1742 Freiheit und Gnade. Die Gnade Christi beeinträchtigt unsere Freiheit keineswegs, falls diese dem Sinn für das Wahre und Gute entspricht, den Gott in das Herz des Menschen gelegt hat. Die christliche Erfahrung bezeugt vor allem im Gebet das Gegenteil: Unsere innere Freiheit und unsere Standhaftigkeit in Prüfungen sowie gegenüber dem Druck und den Zwängen der äußeren Welt nehmen in dem Maß zu, in dem wir den Anregungen der Gnade folgen. Durch das Wirken der Gnade erzieht uns der Heilige Geist zur geistigen Freiheit, um uns zu freien Mitarbeitern seines Werkes in Kirche und Welt zu machen (Vgl. dazu auch CEC 2002 CEC 1784).

"Allmächtiger und barmherziger Gott, ... Halte von uns fern, was uns gefährdet, und nimm weg, was uns an Seele und Leib bedrückt, damit wir freien Herzens deinen Willen tun" (MR, Tagesgebet vom 32. Sonntag).



KURZTEXTE



1743 Gott hat den Menschen der Macht der eigenen Entscheidung überlassen (Si 15 Si 14), damit er seinem Schöpfer in Freiheit anhängen und so zur seligen Vollendung gelangen kann (Vgl. GS 17,1).
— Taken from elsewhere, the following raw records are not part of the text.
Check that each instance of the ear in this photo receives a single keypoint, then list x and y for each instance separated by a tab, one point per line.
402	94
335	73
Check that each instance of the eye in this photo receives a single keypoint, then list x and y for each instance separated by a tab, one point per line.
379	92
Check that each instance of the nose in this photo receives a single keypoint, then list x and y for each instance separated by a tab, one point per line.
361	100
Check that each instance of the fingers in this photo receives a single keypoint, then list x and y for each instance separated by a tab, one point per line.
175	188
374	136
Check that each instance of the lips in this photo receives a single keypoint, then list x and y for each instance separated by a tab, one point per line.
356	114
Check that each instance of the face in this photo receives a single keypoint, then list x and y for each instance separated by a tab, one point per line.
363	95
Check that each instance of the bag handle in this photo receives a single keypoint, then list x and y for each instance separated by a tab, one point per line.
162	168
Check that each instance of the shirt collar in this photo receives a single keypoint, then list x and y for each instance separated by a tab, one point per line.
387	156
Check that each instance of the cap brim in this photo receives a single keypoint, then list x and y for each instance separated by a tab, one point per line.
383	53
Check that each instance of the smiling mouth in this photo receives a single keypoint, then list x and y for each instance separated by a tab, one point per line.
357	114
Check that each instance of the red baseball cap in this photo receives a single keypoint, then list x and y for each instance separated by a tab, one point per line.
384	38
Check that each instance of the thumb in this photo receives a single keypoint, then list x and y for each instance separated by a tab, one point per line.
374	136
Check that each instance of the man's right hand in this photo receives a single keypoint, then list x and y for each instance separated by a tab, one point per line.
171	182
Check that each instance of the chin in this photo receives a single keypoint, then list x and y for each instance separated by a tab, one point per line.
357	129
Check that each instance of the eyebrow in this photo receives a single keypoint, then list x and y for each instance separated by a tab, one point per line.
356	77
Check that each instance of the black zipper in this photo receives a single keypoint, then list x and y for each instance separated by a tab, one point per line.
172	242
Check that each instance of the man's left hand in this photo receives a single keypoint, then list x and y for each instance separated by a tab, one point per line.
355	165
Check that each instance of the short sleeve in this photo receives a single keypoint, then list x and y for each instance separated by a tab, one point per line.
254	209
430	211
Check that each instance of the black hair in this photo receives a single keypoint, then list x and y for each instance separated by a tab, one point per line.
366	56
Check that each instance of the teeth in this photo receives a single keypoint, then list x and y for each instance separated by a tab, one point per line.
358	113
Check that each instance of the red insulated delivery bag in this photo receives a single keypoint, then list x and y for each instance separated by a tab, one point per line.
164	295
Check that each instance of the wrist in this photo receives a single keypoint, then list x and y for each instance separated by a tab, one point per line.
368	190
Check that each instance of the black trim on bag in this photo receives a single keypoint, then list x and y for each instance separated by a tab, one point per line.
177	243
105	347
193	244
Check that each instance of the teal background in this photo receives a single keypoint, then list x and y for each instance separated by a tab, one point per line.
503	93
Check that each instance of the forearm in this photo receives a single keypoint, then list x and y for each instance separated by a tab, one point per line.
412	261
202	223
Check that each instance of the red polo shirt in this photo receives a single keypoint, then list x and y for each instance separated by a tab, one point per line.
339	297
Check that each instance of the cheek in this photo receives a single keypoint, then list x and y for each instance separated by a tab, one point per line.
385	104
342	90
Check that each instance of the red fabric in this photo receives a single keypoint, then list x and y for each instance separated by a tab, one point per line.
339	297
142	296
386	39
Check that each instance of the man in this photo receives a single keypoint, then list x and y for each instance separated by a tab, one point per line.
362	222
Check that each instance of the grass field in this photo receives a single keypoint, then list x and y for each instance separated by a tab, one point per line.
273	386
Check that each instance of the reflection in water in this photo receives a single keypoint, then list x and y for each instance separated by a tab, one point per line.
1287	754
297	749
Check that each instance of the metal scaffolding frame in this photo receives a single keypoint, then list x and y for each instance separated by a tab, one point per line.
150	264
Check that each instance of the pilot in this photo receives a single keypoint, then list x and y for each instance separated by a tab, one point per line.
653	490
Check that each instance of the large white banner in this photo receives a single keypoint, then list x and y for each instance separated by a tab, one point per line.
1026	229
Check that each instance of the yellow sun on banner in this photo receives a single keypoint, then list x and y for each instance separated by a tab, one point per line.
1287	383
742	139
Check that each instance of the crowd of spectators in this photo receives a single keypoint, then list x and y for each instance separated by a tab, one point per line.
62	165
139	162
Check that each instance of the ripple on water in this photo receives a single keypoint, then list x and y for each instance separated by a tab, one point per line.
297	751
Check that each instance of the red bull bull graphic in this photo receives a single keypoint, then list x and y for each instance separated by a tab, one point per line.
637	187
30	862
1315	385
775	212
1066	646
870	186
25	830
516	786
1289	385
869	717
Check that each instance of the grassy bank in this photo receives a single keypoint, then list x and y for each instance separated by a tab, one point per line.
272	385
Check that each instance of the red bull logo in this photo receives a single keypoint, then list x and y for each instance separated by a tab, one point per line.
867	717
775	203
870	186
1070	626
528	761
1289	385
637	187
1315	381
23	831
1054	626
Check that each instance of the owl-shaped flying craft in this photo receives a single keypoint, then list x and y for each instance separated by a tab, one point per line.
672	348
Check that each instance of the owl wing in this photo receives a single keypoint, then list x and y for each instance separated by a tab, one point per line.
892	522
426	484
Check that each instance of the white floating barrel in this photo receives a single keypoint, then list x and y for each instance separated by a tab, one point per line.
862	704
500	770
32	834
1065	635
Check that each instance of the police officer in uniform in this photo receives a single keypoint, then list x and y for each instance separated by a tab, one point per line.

1744 Die Freiheit ist die Macht zu handeln oder nicht zu handeln und selbständig willentliche Handlungen zu setzen. Die Ausübung der Freiheit ist vollkommen, wenn sie auf Gott, das höchste Gut, ausgerichtet ist.

1745 Die Freiheit kennzeichnet die eigentlich menschlichen Handlungen. Sie macht den Menschen für willentlich gesetzte Taten verantwortlich. Seine willentlichen Handlungen sind ihm zu eigen.

1746 Unkenntnis, Gewalt, Furcht und weitere psychische oder gesellschaftliche Umstände können die Anrechenbarkeit einer Tat und die Verantwortung für sie vermindern oder aufheben.

1747 Das Recht, seine Freiheit auszuüben, ist eine von der Menschenwürde untrennbare Forderung, besonders in religiösen und sittlichen Belangen. Mit der Ausübung der Freiheit ist aber nicht das Recht gegeben, alles zu sagen oder alles zu tun.

1748 "Zur Freiheit hat uns Christus befreit" (Ga 5,1).






ARTIKEL 4 DER SITTLICHE CHARAKTER DER MENSCHLICHEN HANDLUNGEN



1749 Die Freiheit macht den Menschen zu einem sittlichen Subjekt. Wenn er bewußt handelt, ist der Mensch sozusagen der Vater seiner Handlungen. Die eigentlich menschlichen, das heißt aufgrund eines Gewissensurteils gewählten Handlungen können sittlich bewertet werden. Sie sind entweder gut oder böse (Vgl. dazu auch CEC 1732).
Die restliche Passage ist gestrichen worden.